My second and last bullfight was just a few weeks later when the legendary Manuel Benítez Pérez, “El Cordobés”, appeared at the Málaga bullring. Some 25 years earlier Spain had given him a medal for tourism, he had become a film actor, bedded some 4,000 women and sired 30 children and still found time to become the country’s most internationally famous matador. I wanted to see this fascinating character before he left the stage and having done so have not visited a plaza de toros since.

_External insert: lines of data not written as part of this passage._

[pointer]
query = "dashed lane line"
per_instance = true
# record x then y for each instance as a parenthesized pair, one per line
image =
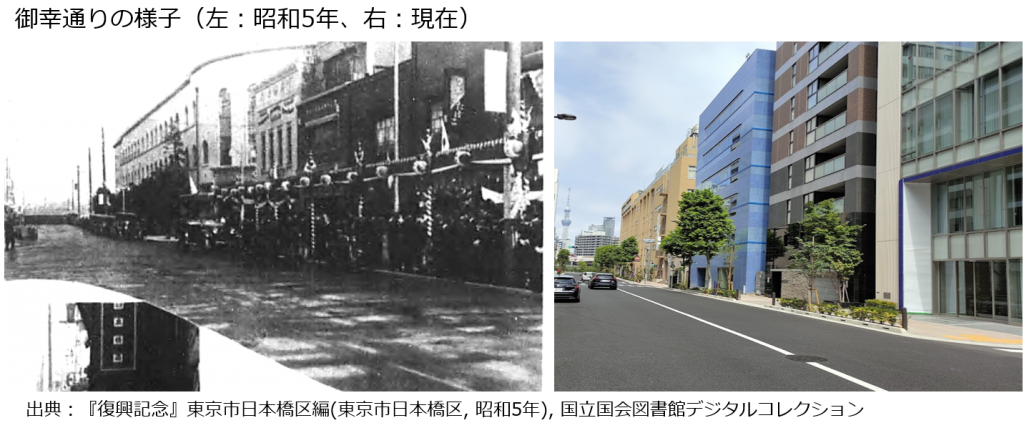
(815, 364)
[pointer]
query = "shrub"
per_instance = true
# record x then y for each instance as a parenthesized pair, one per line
(828, 308)
(882, 304)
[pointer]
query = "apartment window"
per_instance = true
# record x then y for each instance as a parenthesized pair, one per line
(944, 121)
(989, 104)
(281, 146)
(385, 135)
(262, 148)
(1012, 94)
(288, 155)
(1015, 196)
(926, 124)
(272, 163)
(965, 113)
(436, 118)
(811, 126)
(812, 94)
(812, 61)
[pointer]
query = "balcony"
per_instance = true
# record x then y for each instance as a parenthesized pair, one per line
(832, 126)
(824, 169)
(829, 50)
(833, 85)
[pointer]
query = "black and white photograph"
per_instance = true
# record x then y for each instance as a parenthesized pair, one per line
(313, 216)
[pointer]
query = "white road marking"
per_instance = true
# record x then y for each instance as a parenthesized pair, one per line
(783, 352)
(425, 376)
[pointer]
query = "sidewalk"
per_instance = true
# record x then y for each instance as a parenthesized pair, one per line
(938, 328)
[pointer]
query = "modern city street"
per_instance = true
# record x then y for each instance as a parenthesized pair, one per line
(369, 332)
(647, 339)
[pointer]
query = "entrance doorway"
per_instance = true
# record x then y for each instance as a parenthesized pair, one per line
(979, 289)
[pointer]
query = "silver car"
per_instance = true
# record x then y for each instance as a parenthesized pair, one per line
(566, 288)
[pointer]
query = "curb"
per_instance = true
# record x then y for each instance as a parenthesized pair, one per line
(476, 285)
(819, 316)
(855, 322)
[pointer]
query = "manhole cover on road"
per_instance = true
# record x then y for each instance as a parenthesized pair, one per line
(805, 358)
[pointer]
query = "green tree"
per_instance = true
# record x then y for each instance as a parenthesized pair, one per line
(704, 223)
(630, 250)
(606, 256)
(563, 257)
(825, 247)
(673, 244)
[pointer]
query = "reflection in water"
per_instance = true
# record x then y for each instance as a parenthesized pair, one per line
(134, 347)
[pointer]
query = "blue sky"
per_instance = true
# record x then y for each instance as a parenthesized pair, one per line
(635, 101)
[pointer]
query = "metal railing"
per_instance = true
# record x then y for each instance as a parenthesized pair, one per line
(830, 126)
(833, 85)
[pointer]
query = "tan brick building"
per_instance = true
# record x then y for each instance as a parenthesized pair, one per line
(650, 213)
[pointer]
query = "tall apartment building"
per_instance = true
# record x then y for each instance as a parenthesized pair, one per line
(824, 147)
(733, 160)
(950, 169)
(650, 213)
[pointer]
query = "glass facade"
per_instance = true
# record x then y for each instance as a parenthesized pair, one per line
(962, 100)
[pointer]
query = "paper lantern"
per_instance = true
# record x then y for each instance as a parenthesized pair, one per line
(513, 148)
(463, 158)
(420, 167)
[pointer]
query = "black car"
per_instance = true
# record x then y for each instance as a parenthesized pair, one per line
(604, 280)
(566, 288)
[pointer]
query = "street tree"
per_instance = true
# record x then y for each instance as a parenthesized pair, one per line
(630, 250)
(606, 256)
(673, 244)
(704, 224)
(825, 246)
(563, 257)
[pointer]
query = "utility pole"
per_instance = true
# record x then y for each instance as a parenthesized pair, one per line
(103, 135)
(78, 189)
(90, 181)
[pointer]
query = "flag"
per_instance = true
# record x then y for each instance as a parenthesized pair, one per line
(445, 144)
(311, 165)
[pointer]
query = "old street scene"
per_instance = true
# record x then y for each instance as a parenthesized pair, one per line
(367, 214)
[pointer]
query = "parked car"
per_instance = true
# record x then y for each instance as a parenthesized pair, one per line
(604, 280)
(566, 288)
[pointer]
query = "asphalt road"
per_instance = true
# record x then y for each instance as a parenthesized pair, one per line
(629, 340)
(352, 332)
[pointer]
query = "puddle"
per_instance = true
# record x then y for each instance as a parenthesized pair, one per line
(333, 373)
(476, 330)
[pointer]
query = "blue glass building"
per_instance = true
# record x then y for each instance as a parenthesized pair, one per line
(734, 160)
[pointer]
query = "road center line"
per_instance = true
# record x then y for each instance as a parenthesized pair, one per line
(425, 376)
(822, 367)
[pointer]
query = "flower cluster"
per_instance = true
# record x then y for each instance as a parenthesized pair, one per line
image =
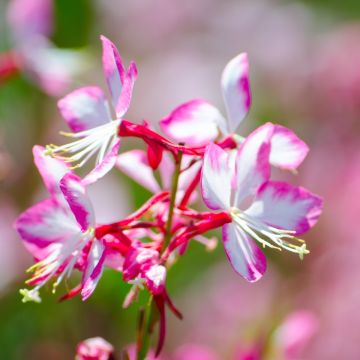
(201, 151)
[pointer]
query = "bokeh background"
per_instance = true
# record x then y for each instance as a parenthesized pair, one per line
(305, 74)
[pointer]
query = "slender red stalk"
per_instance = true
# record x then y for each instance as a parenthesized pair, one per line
(102, 230)
(8, 66)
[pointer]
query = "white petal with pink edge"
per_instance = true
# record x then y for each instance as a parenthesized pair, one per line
(75, 194)
(216, 178)
(135, 164)
(119, 80)
(194, 123)
(51, 170)
(284, 206)
(236, 90)
(94, 268)
(85, 108)
(245, 256)
(252, 163)
(287, 150)
(45, 223)
(105, 164)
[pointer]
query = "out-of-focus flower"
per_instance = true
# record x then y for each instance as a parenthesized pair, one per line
(88, 115)
(198, 122)
(194, 352)
(60, 229)
(52, 68)
(335, 80)
(277, 212)
(291, 337)
(94, 349)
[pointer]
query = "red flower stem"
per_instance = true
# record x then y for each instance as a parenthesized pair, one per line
(123, 224)
(175, 182)
(145, 330)
(212, 222)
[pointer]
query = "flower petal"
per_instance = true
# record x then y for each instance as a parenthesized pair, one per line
(245, 256)
(85, 108)
(51, 170)
(94, 268)
(105, 165)
(194, 123)
(155, 279)
(119, 80)
(285, 206)
(236, 90)
(45, 223)
(287, 150)
(134, 164)
(216, 178)
(75, 194)
(252, 163)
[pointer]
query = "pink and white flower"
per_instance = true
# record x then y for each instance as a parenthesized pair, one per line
(88, 115)
(197, 122)
(59, 231)
(94, 349)
(142, 267)
(135, 164)
(271, 213)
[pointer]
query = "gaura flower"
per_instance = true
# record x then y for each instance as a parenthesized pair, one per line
(94, 349)
(88, 115)
(59, 231)
(294, 334)
(264, 211)
(197, 122)
(135, 164)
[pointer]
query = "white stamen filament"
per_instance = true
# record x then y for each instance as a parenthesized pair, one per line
(268, 235)
(51, 264)
(99, 139)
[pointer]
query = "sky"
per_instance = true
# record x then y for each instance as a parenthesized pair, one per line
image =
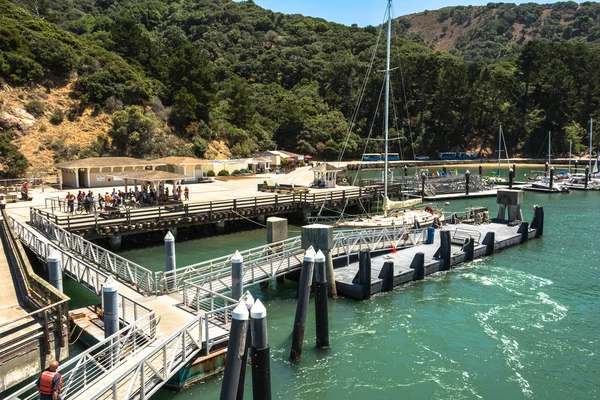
(363, 12)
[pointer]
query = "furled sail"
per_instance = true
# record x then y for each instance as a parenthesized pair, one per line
(392, 205)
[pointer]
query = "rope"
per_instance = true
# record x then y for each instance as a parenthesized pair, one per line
(251, 220)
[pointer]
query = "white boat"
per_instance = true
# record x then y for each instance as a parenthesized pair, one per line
(395, 214)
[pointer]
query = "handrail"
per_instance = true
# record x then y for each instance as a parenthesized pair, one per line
(142, 278)
(94, 364)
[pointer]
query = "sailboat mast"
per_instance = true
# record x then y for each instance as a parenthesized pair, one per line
(591, 136)
(387, 102)
(499, 147)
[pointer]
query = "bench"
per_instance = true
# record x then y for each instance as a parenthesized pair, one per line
(462, 236)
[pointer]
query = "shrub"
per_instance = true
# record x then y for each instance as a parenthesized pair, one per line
(35, 108)
(57, 117)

However neither have I sided with either entrenched group of views on the ‘fiesta nacional’, as in religion I am an agnostic. Those who argue that if tourists stopped going to bullfights it would rapidly die are talking bull. The whole mystique of the ‘toros’ is deeply engrained in the Spanish character and there are those who would only rush to their TV sets when a bullfight is on – especially the celebrated events surrounding the major events such as Las Ventas in Madrid. The Spanish King does watch ‘corridas’, the Queen (who is Greek by birth) doesn’t. There are devotees and there are ecologist groups who would have it banned tomorrow. It can dominate television schedules; it is avoided by many like the plague. The plaza de toros is the central location in many towns but as in Puerto Banús this weekend the sands will not be stained with blood but the sweat of Spanish and German tennis stars as they compete in the Davis Cup.

One day, one day, the bull fight in Spain will perhaps die a natural death. However that will be after my hopefully peaceful passing, the slaying of many more bulls, the goring of numerous matadors and not before the aficionados of the ‘fiesta nacional’ put up a fierce fight to the death.

(As I wrote this news came in that the famed running of the bulls in Pamplona’s San Fermin festival had claimed the life of one of the participants. Around four and half minutes after the bulls were released a man was gored to death whilst nine others were injured. The festival was made internationally famous by Ernest Hemingway's novel The Sun Also Rises – and this is the first death since 1995 when 22-year-old American Matthew Tassio was gored.)

1 comment:

Miguel said...

As long as Spaniards are true Spaniards there will always be toros!